In terms of ownership, the federal government owns and operates many dams, including those with hydropower. Such dams are either operated by the U.S. Army Corps of Engineers, the Bureau of Reclamation (under the Department of the Interior), or the Tennessee Valley Authority (TVA), with the output of the hydropower being marketed and, in most cases, transported by the federal power marketing administrations (PMAs) or TVA. The PMAs and TVA in turn sell the electricity generated by the hydropower to mostly not-for-profit electric utilities (public power utilities and rural electric cooperatives) although some private companies have access to purchase any excess power. Non-federal entities such as private, for-profit, investor-owned utilities and publicly owned utilities also own and operate hydropower dams (such as the Rocky Reach dam mentioned earlier) – rural cooperatives do not typically own and operate dams themselves.
Hydropower itself, whether produced from dams or otherwise (irrigation ditches, tides, run-of-the-river and pumped storage are some other forms) is a non-emitting, extremely simple and reliable resource that can also provide what is called “black-start” capability. This capability enables an electric generation to cycle back on quickly after a power outage in order to reenergize the system.
Here are some other ways the sectors overlap:
Reliance on transportation. The dams sector actually aids transportation in that it provides lock systems enabling intercoastal and inland water systems. Roads also traverse dams in many cases. The electric sector is reliant on these transportation systems.
Reliance on critical manufacturing. Dams require operation and maintenance to maintain safety with cement and other building materials needed to repair or replace facilities, including hydropower systems. The electric sector's reliance on manufactured products is extensive.

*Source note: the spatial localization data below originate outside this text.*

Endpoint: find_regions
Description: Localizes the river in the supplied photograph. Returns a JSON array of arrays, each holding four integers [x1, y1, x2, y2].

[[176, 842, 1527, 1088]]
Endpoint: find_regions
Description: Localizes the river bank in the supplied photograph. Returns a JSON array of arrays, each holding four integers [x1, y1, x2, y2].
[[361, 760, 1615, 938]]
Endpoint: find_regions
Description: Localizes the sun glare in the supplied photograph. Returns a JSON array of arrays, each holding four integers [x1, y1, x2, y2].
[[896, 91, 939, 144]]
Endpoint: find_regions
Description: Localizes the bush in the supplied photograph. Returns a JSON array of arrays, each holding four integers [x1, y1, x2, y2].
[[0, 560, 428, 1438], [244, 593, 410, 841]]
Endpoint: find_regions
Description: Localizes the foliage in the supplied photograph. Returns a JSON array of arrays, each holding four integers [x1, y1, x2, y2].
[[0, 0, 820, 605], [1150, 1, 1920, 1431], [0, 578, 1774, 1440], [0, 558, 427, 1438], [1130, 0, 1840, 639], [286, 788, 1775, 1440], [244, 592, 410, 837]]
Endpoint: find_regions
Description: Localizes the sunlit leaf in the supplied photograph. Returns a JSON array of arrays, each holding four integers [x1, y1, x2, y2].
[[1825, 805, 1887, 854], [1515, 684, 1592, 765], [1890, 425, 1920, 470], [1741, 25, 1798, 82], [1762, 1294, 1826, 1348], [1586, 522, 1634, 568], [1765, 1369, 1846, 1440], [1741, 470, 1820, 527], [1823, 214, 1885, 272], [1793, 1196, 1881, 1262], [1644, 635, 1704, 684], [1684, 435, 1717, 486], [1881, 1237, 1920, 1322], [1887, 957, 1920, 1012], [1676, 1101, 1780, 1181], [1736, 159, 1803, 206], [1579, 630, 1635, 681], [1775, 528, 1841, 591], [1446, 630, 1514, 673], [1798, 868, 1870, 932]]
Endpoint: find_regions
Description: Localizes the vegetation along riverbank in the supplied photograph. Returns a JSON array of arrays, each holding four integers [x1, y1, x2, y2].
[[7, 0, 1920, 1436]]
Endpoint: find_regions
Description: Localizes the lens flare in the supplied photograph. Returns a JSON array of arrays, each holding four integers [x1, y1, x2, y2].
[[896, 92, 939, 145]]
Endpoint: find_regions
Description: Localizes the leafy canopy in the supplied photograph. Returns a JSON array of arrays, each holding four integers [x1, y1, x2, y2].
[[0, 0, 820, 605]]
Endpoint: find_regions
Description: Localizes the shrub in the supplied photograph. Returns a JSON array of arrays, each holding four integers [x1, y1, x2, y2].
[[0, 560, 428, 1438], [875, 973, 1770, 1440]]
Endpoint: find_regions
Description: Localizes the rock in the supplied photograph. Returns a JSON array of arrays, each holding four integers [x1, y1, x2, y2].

Environmental regulation. Both industries are regulated – dams for safety and environmental reasons. The electric sector works with the dams sector on these challenges and is, of course, regulated itself.
Reliance on water. When water is constrained, the plethora of dam benefits listed above are strained and can also impact hydropower production.
Workforce challenges and the knowledge drain that has resulted from retirements in recent years impact both industries’ regular operations. Both the dams sector and electric utilities must also train their workforces for future challenges such as AI deployment and other technological innovations.
Supply chain constraints that impact every aspect of infrastructure deployment and maintenance.
How to best use technology to create efficiencies and minimize expenses.
How to manage the cybersecurity risk that comes with those technology deployments. Both industries are acutely focused on this and could work even more collaboratively in the future.
I am an unabashed fan of hydropower in all forms and now better appreciate the other benefits that dams provide and the history that has informed this.